The fans on the television cheered. A chant rose up. Harry pulled himself higher and sat on the edge of his chair.

Beth turned to Hugh. “Manchester United,” she explained.

They watched the tail end of the game—a penalty kick with seconds remaining. The ball flew to the upper left-hand corner of the goal and sunk into the net. The stadium exploded in a frenzy of cheers and flag waving: three to two, Manchester.

“I had five quid on the game,” said Beth.

Harry brightened. “Had you pegged for Chelsea.”

“Not on your life.”

“Good,” said Harry. “Let’s go get a fookin’ pint.”

They went to a pub around the corner.

After two Guinnesses, Harry warmed up and became downright friendly. He recounted his life, which was remarkably uneventful. He had never been to London. A welder in an auto shop that had gone bust, he was currently on the dole. His father had retired and was spending the summer with his mother in Malaga, Spain. He had one sister who was off in the States—hadn’t seen her for years.

He took a long swallow of Guinness and wiped his mouth with the back of his hand.

Yes, he acknowledged, he had been told he was related to McCormick, the adventurer who shipped out with Darwin on the
Beagle.

“ ’E was my great-great somethin’ or tother,” he said.

And he knew nothing at all about any papers left by McCormick.

Nor, he was sure, did anyone else in his family. He offered to let them search his attic for ten quid but then, after a third Guinness, succumbed to a rush of generosity, took them back home, and showed them the attic for nothing.

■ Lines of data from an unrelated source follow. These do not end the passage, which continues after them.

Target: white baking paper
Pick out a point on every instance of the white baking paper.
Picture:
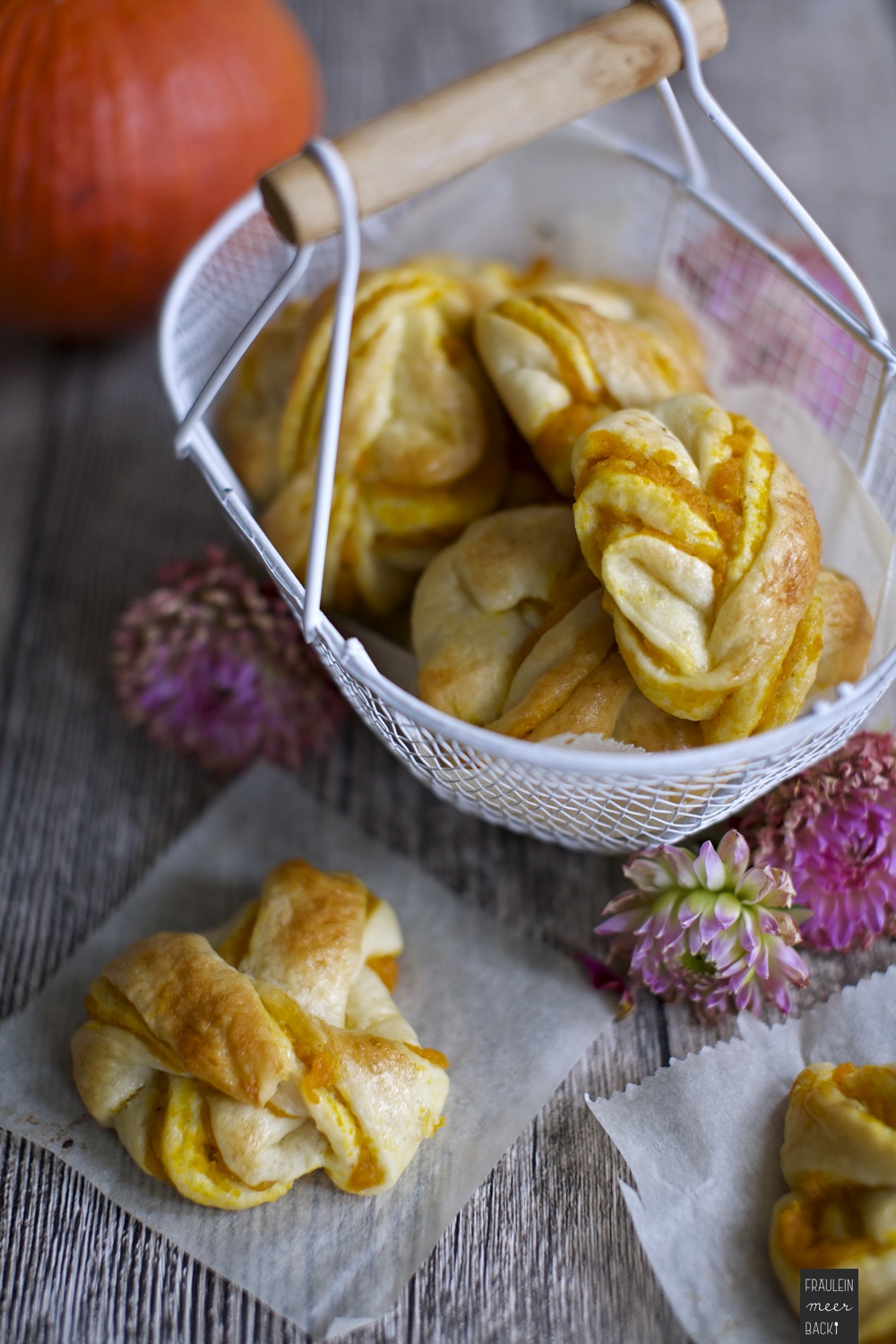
(511, 1015)
(702, 1140)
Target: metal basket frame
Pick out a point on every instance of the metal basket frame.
(607, 801)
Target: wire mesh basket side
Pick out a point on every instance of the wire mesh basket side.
(667, 234)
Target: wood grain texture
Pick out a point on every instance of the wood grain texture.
(91, 502)
(429, 142)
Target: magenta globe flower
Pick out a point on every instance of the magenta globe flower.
(211, 666)
(708, 927)
(831, 827)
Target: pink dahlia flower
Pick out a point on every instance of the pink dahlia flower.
(708, 927)
(831, 827)
(211, 666)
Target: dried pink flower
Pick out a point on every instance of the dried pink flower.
(211, 666)
(708, 927)
(831, 827)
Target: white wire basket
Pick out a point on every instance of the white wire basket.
(605, 207)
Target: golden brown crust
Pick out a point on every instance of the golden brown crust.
(509, 631)
(231, 1081)
(840, 1160)
(708, 550)
(422, 441)
(570, 351)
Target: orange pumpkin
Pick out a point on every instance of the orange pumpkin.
(125, 128)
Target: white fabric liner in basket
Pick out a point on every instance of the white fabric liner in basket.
(780, 351)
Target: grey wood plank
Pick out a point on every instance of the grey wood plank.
(26, 445)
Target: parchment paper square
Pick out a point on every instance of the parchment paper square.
(511, 1015)
(702, 1139)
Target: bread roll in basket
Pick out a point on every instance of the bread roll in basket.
(595, 207)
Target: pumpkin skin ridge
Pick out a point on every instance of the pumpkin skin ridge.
(168, 112)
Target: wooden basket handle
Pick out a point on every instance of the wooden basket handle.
(429, 142)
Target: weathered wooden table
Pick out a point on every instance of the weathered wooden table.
(90, 504)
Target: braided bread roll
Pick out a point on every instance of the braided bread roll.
(571, 351)
(840, 1160)
(708, 550)
(230, 1070)
(509, 631)
(422, 444)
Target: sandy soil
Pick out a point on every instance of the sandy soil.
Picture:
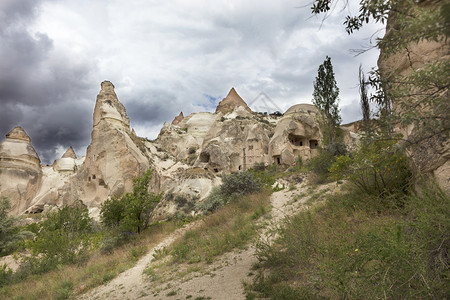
(224, 278)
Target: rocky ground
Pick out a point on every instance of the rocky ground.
(222, 279)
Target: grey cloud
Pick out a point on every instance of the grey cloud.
(40, 88)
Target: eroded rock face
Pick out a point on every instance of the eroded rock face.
(21, 172)
(114, 158)
(297, 134)
(231, 102)
(178, 119)
(67, 162)
(430, 157)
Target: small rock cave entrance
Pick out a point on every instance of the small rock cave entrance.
(277, 159)
(204, 157)
(296, 140)
(313, 144)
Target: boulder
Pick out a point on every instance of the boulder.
(430, 157)
(231, 102)
(113, 158)
(178, 119)
(20, 170)
(296, 134)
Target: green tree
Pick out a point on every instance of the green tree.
(326, 99)
(132, 212)
(420, 98)
(64, 237)
(9, 233)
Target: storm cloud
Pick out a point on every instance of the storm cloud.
(163, 58)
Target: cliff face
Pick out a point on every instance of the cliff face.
(21, 171)
(430, 156)
(188, 156)
(113, 159)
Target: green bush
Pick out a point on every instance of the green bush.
(241, 183)
(377, 168)
(63, 290)
(5, 275)
(64, 237)
(131, 213)
(214, 200)
(10, 235)
(320, 165)
(372, 251)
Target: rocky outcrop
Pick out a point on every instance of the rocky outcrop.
(114, 158)
(297, 134)
(430, 156)
(178, 119)
(231, 102)
(20, 168)
(188, 156)
(67, 162)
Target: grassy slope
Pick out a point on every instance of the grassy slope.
(355, 247)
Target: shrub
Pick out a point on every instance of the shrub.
(241, 183)
(5, 275)
(10, 236)
(131, 213)
(214, 200)
(64, 237)
(320, 165)
(377, 168)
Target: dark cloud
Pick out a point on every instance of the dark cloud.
(162, 57)
(41, 89)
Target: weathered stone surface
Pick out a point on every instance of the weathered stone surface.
(430, 157)
(231, 102)
(178, 119)
(297, 134)
(114, 158)
(20, 168)
(70, 153)
(67, 163)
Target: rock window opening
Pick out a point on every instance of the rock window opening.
(313, 144)
(277, 159)
(295, 140)
(204, 157)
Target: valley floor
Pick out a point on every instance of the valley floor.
(224, 278)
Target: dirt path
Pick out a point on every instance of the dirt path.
(224, 278)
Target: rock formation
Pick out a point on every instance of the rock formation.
(431, 156)
(67, 162)
(297, 134)
(178, 119)
(21, 172)
(231, 102)
(187, 157)
(113, 159)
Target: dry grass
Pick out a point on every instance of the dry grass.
(73, 280)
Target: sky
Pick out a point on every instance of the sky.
(165, 57)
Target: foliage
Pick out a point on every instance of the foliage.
(321, 164)
(326, 99)
(420, 98)
(372, 252)
(233, 187)
(131, 212)
(64, 237)
(377, 168)
(240, 183)
(232, 226)
(214, 200)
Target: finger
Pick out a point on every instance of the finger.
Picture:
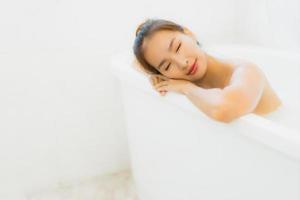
(161, 77)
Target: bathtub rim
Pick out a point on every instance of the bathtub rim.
(276, 136)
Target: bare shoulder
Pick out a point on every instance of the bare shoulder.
(242, 68)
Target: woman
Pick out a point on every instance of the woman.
(223, 89)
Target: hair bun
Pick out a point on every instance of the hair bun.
(139, 28)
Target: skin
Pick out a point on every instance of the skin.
(222, 89)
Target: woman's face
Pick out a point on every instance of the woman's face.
(175, 55)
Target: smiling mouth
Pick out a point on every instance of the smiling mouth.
(193, 67)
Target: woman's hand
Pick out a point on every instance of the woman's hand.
(163, 84)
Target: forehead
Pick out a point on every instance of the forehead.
(156, 46)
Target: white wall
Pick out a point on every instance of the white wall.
(61, 113)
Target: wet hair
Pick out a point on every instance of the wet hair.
(146, 29)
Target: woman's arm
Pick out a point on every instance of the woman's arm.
(240, 97)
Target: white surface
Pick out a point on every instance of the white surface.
(61, 116)
(57, 119)
(177, 152)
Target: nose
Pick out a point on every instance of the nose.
(182, 63)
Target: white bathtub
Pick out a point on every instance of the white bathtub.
(178, 153)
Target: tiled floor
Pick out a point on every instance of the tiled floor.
(117, 186)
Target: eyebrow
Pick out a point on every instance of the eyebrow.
(169, 49)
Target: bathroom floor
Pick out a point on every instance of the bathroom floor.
(117, 186)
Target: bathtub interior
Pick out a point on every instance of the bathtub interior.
(281, 68)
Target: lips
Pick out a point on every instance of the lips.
(193, 68)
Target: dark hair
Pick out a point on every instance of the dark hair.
(145, 29)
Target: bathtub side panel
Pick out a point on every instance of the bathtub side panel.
(173, 150)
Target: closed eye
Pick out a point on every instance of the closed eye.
(178, 47)
(168, 66)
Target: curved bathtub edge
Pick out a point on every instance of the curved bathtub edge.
(275, 135)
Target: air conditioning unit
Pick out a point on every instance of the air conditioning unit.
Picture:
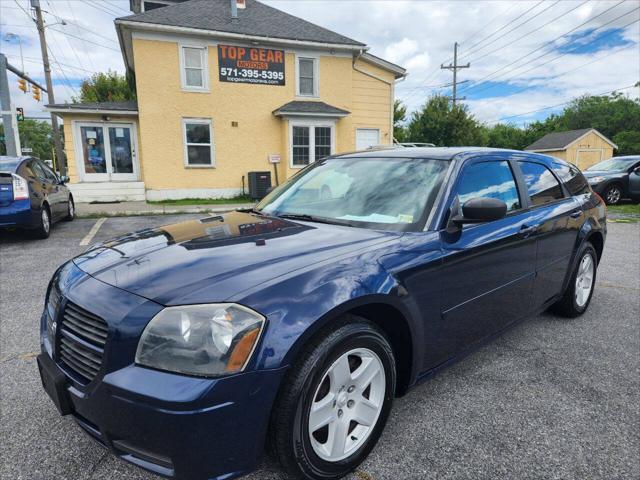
(259, 184)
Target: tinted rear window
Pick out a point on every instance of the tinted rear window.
(542, 185)
(573, 179)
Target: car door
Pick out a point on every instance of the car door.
(57, 192)
(634, 182)
(487, 269)
(559, 216)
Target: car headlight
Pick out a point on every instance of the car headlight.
(207, 340)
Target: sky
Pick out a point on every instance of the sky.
(525, 56)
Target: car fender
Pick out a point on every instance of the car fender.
(299, 307)
(590, 225)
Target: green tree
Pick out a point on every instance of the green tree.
(443, 124)
(399, 117)
(35, 134)
(106, 87)
(609, 114)
(504, 135)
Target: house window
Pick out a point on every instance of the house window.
(310, 143)
(199, 148)
(194, 68)
(307, 79)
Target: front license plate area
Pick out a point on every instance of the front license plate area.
(54, 383)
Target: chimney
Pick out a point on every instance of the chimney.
(235, 5)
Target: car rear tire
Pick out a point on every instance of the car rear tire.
(71, 210)
(44, 228)
(613, 194)
(578, 295)
(335, 402)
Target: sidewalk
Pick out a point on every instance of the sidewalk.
(126, 209)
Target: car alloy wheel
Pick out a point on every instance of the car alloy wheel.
(584, 280)
(347, 404)
(613, 195)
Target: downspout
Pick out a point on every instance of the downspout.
(391, 84)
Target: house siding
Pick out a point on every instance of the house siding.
(162, 105)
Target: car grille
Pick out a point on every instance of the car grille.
(83, 336)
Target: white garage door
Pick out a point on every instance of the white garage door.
(367, 137)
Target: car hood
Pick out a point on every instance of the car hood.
(602, 173)
(214, 258)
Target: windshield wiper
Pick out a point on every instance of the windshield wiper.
(310, 218)
(250, 210)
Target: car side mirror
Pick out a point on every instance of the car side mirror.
(481, 210)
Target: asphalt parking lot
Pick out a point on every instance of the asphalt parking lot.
(551, 399)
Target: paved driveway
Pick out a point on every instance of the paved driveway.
(552, 398)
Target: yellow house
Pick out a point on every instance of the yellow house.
(583, 148)
(224, 88)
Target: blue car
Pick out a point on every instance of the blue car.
(187, 349)
(32, 196)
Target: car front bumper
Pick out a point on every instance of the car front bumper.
(173, 425)
(18, 214)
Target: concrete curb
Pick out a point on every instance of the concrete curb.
(159, 210)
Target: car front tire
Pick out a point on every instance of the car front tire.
(71, 210)
(613, 194)
(577, 297)
(334, 402)
(44, 227)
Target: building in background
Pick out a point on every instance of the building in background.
(225, 87)
(583, 148)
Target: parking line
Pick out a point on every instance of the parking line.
(92, 233)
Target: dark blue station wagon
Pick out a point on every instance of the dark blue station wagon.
(187, 349)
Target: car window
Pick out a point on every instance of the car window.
(489, 180)
(50, 174)
(573, 179)
(38, 170)
(542, 185)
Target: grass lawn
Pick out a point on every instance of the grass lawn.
(204, 201)
(625, 213)
(633, 208)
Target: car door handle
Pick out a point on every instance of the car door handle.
(527, 230)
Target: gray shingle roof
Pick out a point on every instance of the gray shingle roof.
(256, 19)
(557, 140)
(310, 108)
(123, 106)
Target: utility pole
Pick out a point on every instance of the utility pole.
(60, 160)
(9, 118)
(454, 67)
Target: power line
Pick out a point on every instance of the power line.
(483, 79)
(571, 70)
(434, 74)
(80, 38)
(558, 105)
(486, 54)
(556, 57)
(506, 25)
(471, 51)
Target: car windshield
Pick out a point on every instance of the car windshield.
(8, 164)
(613, 164)
(370, 192)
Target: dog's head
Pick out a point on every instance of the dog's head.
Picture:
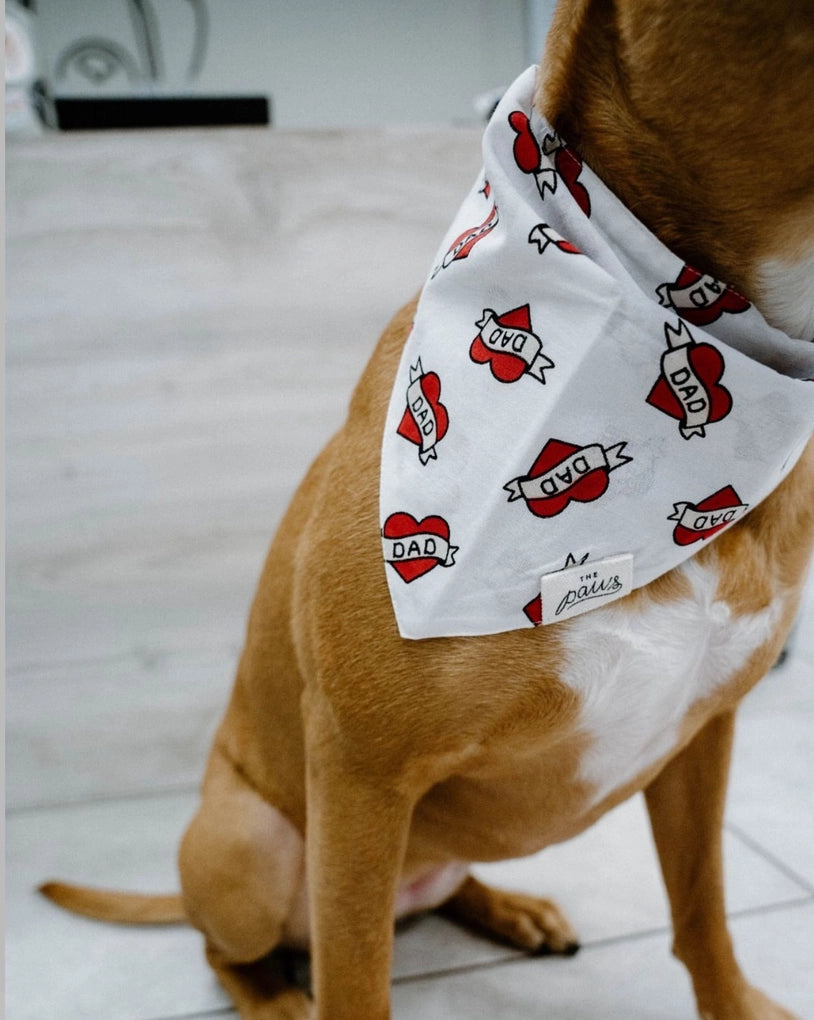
(700, 115)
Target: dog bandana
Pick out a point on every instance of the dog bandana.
(576, 411)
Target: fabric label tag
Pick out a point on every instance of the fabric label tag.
(577, 590)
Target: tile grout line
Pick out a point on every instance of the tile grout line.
(598, 944)
(772, 859)
(23, 810)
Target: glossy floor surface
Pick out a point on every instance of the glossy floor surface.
(187, 314)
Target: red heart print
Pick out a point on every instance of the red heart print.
(588, 489)
(403, 525)
(526, 150)
(430, 388)
(569, 166)
(724, 499)
(708, 365)
(505, 367)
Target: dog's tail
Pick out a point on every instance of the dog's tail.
(119, 908)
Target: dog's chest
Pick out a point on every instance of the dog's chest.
(639, 671)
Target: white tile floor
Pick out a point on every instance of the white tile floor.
(187, 313)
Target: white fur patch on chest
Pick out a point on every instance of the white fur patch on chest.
(786, 295)
(639, 671)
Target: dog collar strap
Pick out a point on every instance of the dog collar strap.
(576, 411)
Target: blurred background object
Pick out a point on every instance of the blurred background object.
(145, 63)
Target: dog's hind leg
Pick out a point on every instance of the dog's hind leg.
(242, 867)
(685, 804)
(527, 922)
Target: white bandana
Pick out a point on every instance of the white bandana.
(576, 411)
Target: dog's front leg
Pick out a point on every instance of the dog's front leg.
(357, 824)
(685, 804)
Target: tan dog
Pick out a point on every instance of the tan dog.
(407, 758)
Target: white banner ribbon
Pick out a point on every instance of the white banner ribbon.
(512, 340)
(694, 519)
(422, 545)
(568, 472)
(423, 415)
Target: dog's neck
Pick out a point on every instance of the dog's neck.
(724, 176)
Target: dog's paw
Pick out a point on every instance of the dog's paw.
(527, 922)
(752, 1004)
(292, 1005)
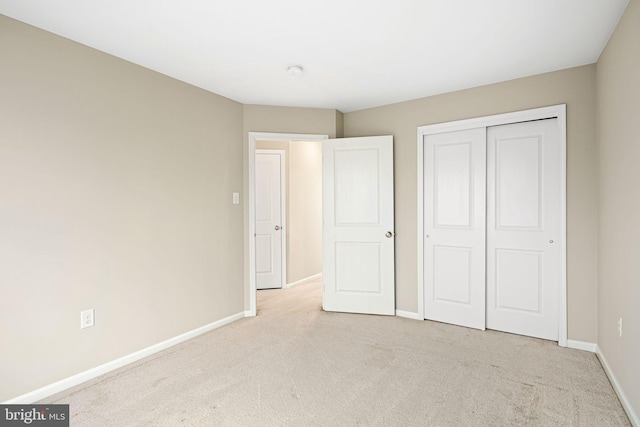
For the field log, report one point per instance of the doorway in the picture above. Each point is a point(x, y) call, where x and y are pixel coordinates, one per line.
point(271, 246)
point(294, 145)
point(469, 260)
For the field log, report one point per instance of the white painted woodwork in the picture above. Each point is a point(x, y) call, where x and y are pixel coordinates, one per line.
point(358, 258)
point(523, 228)
point(454, 255)
point(269, 231)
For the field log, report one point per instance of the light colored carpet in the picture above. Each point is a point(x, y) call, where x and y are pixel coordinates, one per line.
point(295, 365)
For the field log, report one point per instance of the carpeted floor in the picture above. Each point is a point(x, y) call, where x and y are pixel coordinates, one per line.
point(295, 365)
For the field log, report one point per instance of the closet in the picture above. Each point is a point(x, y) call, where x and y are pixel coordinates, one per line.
point(492, 224)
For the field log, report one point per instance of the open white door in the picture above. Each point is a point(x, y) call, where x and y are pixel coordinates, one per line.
point(454, 250)
point(358, 230)
point(269, 219)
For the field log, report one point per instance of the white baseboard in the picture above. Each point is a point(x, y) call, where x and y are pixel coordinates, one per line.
point(582, 345)
point(626, 404)
point(87, 375)
point(408, 314)
point(303, 281)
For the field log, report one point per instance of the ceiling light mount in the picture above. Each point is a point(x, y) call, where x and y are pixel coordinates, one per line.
point(295, 70)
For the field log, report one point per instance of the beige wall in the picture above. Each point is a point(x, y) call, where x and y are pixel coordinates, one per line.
point(305, 220)
point(303, 164)
point(618, 94)
point(575, 87)
point(115, 194)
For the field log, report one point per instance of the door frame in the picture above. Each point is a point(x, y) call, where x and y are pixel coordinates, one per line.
point(283, 209)
point(250, 203)
point(554, 111)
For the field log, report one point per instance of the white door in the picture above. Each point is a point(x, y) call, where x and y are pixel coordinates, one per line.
point(523, 225)
point(454, 250)
point(269, 165)
point(358, 229)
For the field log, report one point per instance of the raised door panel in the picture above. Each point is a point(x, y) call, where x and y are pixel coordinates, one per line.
point(523, 223)
point(268, 237)
point(455, 227)
point(358, 225)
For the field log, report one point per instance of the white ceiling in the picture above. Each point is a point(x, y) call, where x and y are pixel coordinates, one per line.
point(356, 54)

Nothing was what the attic contained. One old box of Venetian blinds, a dusty fan, and not a thing else.

Hugh thanked him and said they had to be getting back.

On the doorstep, Beth shook his hand and Harry gave her a reluctant smile. She said she’d like to ask a question that had been troubling her.

“I thought that Mr. McCormick was childless,” she said, smiling. “So I take it you’re distantly related, through cousins or something. Is that right?”

But he did have children, came the answer, or at least Harry thought so. “Can’t say for sure. I seem to remember two sons. Father’d ’em before that last trip with Darwin. But I could be wrong. Don’t know anything about cousins.”